Measuring and improving ways of working on digital teams
Healthy teams, happy people and mature agile ways of working are good leading indicators of organisational success. Getting these things right is key to unlocking long term sustainable delivery of value. In this blog post, I summarise some of the approaches I have used to measure and improve ways of working.
Team health checks (Spotify style)
Spotify’s health check model is a structured retrospective which helps teams and management spot problems and identify where to focus improvement efforts. Teams are asked a set of questions, and each team member answers with a green, amber or red card to indicate their response.

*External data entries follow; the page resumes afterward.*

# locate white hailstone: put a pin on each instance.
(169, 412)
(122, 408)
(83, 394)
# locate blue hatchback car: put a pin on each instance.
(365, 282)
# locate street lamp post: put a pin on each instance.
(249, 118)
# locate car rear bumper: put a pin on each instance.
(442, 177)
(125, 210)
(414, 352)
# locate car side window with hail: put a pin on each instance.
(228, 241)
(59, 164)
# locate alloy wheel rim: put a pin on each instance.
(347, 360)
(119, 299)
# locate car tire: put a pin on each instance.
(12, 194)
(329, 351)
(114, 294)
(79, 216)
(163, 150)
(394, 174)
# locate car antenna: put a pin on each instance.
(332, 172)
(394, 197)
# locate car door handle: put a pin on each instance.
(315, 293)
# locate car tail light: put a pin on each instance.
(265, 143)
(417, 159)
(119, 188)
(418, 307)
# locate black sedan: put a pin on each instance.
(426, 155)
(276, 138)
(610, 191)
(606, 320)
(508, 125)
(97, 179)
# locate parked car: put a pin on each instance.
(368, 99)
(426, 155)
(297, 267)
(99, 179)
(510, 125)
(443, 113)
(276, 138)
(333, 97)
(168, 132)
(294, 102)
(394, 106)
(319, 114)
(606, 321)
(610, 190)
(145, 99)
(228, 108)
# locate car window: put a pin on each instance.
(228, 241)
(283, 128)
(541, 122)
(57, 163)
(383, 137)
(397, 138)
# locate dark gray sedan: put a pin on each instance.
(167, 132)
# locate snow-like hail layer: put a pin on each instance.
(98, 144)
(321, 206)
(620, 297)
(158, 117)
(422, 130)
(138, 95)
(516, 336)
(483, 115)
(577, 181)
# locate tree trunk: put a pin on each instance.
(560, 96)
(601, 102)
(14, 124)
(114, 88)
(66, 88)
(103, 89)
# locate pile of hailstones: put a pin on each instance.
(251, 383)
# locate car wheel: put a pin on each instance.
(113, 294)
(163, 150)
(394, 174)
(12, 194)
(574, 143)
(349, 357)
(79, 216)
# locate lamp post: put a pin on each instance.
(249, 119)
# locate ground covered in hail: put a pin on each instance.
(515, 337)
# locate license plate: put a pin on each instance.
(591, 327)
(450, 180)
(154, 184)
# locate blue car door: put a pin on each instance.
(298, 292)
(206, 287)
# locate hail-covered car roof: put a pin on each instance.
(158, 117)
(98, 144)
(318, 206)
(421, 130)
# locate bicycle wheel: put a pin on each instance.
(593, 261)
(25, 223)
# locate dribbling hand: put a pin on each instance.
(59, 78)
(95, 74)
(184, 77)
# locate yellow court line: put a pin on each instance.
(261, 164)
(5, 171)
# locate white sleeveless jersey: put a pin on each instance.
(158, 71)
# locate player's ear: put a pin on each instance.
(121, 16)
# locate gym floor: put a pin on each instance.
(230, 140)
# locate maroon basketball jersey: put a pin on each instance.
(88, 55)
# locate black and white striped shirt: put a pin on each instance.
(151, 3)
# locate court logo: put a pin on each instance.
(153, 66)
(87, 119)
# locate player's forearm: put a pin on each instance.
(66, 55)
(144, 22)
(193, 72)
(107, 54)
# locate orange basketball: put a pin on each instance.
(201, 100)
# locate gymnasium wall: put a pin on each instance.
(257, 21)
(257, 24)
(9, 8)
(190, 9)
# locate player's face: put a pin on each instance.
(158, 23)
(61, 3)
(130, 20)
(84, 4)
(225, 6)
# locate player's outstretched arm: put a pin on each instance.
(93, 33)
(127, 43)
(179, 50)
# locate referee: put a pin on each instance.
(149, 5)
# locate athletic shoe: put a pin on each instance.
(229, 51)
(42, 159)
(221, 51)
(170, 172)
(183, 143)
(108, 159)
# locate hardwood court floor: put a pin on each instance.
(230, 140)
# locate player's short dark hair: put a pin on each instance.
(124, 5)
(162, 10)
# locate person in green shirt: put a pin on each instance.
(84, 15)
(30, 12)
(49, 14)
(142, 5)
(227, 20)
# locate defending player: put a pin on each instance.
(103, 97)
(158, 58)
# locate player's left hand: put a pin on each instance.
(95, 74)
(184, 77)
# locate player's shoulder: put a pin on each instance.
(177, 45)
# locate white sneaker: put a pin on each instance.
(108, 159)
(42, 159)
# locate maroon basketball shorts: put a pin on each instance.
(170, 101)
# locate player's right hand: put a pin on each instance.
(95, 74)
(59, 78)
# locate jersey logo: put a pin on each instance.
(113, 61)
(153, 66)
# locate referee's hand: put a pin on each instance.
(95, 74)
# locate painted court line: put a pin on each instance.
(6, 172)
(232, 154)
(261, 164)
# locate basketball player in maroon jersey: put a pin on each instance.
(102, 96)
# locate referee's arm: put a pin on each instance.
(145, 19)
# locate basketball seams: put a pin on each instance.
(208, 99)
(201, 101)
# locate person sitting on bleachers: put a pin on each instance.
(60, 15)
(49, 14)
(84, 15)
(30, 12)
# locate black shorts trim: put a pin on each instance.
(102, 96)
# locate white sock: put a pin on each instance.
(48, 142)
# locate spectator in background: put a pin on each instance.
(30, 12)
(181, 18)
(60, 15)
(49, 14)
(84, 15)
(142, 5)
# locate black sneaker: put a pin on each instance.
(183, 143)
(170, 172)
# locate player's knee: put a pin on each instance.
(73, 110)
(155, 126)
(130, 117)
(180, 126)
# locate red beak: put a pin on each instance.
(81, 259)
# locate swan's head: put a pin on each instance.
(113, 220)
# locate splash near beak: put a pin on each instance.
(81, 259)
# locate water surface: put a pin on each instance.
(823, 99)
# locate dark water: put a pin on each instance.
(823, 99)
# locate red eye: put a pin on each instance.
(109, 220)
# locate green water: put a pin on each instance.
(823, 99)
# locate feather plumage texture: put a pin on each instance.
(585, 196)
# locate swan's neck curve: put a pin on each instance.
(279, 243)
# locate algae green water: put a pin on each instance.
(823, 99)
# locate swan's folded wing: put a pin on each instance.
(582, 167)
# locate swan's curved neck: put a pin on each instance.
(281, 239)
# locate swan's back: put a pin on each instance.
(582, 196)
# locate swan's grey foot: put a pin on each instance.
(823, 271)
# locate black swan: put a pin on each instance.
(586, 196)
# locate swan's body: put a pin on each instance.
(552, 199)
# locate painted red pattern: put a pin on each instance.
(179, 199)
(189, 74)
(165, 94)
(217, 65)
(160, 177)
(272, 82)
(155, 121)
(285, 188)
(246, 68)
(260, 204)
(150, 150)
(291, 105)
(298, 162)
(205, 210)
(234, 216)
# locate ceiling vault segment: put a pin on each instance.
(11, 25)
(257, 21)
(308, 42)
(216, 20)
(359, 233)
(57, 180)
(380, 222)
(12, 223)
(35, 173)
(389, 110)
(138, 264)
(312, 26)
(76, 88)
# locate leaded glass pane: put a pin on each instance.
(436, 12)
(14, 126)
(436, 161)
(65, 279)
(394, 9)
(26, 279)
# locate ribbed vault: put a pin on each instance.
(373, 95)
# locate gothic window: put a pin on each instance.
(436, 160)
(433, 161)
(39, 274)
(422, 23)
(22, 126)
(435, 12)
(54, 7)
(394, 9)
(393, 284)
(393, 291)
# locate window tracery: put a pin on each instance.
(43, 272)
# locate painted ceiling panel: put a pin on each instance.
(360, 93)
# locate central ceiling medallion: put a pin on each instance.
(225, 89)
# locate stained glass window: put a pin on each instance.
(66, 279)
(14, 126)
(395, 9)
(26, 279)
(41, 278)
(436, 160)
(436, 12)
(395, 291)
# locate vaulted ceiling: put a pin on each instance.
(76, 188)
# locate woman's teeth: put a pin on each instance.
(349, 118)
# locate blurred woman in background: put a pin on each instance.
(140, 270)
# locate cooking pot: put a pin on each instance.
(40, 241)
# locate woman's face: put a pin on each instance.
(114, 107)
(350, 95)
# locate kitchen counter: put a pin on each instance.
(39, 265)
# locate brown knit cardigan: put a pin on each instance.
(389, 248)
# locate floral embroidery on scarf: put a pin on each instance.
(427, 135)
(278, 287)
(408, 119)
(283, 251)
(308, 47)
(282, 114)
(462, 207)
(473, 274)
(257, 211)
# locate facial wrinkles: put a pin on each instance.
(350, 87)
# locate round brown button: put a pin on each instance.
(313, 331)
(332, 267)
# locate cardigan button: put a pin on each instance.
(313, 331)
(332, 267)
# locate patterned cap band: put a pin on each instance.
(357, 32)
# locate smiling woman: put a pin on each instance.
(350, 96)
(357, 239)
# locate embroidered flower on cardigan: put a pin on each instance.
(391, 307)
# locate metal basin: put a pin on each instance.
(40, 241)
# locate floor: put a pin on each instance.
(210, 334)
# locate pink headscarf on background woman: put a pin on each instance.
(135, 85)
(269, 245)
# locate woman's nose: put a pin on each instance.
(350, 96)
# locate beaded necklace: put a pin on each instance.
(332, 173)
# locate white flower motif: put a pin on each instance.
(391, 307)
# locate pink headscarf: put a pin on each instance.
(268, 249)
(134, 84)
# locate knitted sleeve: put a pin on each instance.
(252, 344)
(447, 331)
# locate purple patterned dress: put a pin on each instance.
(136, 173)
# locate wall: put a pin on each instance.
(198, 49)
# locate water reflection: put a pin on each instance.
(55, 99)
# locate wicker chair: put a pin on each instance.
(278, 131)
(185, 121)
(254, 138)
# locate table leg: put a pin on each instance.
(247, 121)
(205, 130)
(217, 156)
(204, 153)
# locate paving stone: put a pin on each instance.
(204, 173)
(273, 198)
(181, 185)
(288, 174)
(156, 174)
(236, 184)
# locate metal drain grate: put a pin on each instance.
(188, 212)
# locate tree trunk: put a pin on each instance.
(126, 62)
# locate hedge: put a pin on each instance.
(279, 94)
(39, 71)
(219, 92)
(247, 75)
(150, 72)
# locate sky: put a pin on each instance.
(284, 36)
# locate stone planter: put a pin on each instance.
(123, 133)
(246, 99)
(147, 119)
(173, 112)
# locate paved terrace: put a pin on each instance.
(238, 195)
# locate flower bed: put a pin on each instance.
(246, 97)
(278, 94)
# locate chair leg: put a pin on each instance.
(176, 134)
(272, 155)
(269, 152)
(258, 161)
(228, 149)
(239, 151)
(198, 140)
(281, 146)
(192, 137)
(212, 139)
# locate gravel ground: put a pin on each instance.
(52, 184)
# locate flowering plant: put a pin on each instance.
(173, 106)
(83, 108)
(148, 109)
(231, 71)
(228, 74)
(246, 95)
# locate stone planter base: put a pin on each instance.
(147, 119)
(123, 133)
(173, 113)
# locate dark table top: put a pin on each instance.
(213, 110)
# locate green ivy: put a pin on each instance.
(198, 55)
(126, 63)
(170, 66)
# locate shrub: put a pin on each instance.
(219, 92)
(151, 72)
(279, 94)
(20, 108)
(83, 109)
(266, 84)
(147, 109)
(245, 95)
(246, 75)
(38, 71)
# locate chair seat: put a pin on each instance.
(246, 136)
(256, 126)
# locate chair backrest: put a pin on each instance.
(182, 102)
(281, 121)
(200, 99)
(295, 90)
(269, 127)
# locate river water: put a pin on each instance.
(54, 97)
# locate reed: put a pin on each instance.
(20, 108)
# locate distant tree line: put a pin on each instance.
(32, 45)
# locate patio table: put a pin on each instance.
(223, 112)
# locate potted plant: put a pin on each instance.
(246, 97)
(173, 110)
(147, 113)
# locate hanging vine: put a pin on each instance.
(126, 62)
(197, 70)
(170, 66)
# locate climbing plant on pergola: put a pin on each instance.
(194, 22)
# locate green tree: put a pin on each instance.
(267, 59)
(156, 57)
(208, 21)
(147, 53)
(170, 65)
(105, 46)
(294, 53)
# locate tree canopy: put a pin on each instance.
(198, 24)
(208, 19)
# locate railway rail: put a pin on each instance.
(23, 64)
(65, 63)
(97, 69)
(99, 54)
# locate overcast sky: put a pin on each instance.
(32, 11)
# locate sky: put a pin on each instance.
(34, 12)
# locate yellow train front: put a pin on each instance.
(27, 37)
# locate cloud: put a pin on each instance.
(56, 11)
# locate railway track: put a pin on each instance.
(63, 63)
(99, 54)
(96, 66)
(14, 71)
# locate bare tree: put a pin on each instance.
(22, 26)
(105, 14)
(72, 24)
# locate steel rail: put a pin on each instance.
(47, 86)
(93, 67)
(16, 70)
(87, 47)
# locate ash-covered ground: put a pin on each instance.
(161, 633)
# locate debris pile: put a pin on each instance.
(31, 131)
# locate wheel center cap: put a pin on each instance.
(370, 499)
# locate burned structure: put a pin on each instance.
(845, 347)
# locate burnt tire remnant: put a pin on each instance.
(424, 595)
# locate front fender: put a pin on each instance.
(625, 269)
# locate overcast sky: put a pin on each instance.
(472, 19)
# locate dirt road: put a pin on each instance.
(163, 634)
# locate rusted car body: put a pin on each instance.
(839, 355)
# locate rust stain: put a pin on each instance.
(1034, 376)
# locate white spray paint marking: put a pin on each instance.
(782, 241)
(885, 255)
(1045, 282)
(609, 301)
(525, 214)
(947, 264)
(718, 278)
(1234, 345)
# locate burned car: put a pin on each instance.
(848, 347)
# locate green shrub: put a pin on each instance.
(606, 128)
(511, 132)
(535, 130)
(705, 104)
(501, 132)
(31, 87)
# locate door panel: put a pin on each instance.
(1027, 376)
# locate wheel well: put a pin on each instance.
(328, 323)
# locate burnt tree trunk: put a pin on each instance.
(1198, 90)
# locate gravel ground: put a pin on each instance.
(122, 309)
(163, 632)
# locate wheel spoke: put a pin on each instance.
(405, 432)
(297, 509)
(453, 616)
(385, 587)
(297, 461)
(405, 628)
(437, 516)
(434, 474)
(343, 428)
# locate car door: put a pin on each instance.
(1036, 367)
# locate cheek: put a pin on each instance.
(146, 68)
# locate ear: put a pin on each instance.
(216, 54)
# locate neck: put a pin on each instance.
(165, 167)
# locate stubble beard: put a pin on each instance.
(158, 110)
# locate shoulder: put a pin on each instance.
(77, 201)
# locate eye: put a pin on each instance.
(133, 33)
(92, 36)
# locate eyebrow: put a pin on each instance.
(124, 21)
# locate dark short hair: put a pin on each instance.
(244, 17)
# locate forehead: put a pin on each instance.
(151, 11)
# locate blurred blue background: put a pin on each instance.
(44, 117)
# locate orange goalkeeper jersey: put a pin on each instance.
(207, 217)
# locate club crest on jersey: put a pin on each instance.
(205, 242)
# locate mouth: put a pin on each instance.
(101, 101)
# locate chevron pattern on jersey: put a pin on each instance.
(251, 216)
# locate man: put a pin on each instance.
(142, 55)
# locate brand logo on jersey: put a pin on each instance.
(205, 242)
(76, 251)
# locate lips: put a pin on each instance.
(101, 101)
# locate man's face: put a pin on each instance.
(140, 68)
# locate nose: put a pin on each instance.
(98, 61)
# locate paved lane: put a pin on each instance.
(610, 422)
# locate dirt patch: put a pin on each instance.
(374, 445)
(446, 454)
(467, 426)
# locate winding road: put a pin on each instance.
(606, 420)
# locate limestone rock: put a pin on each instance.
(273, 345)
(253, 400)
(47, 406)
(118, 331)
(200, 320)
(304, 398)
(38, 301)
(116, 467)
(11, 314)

This health check model is great because it encourages the team to have focussed conversations about how they can improve, and provides quantitative data which can be used to spot patterns and trends. I like to:
- repeat every 2-3 months
- encourage teams to facilitate for each other, so that the usual facilitator can participate
- openly record the results, so trends between teams and over time can be spotted
- collaboratively create a set of questions that relate to the context of your organisation rather than reusing the Spotify ones
When managing a programme, every two or three months I like to use a tool like Survey Monkey or Google Forms to run a brief anonymous survey. As with healthchecks, this provides useful quantitative data indicating whether things are getting better or worse over time. It also provides brutally honest and open feedback that managers might otherwise not hear. I like to:
- repeat every 2-3 months
- not include too many questions. Five is plenty. Less is more.
- use a score system like yes/no or strongly agree/agree/neutral/disagree/strongly disagree.
- repeat some key questions so you can see trends over time. A good one to repeat is “ Would you recommend working here to a friend?”.
- have an optional freeform comment box at the end where people can tell you what they think.
- keep results anonymous, but proactively encourage everyone to respond.
- review the results and comments with the management team. Agree actions in response.
- take the time to present the results back to the teams. Communicate the response and actions.
Ways of working prompts
In my first delivery manager role, my then line manager Ros Vaughan suggested I review the health of my team using David Lowe’s health check template. I recorded my answers to each question and reviewed the results with Ros in our 121s. This activity was useful because it helped me see what good looks like and where improvements might need to be made. It also gave structure to our 121s. As an individual looking to identify ways for your team to improve, give this template a try. As a programme or community of practice, consider creating your own ways of working prompts for use with teams. It can be a great tool which encourages people to ask the right questions of themselves and each other.
Delivery metrics give us an idea of how frequently and effectively teams are delivering value. This information can be used to drive process improvements and inform planning activities. Some good metrics to monitor are cycle time, lead time, cumulative flow and cost of delay. Be careful with delivery metrics – measuring some things can cause dysfunctions (as discussed in this post on crappy agile). Be particularly careful with velocity.
There are some good tools out there that can automate the collection and display of delivery metrics. If using Trello, try out Corrello. It provides all of the above metrics and more in an easy to use interface. Jira does most of the above out of the box. Alternatively, if you’re tool agnostic, check out Emily Webber’s Kanban Spreadsheet.
Delivery folk should regularly use these metrics as a basis for conversation with the team during retrospectives and planning. And senior delivery folk should use these metrics as a basis for conversations in regular 121s.
Technical delivery metrics
Technical delivery metrics help us understand the maturity of development practices, identify areas that need improvement and measure improvements over time. The 2018 State of DevOps Report suggests some indicators of technical maturity which include:
- deployment frequency and time to deploy
- % of automated vs manual work in configuration management, testing, deployments and change approvals
- time to restore service
- change failure rate
- time spent on new work vs unplanned & rework vs support vs fixing defects identified by end users vs remediating security issues
Encourage developers to decide amongst themselves which metrics indicate healthy development practices, and take the time to configure a dashboard which gives everyone on the team access to this type of information. As with the delivery metrics, technical folk should review these metrics regularly, look for areas that need improvement and celebrate successes.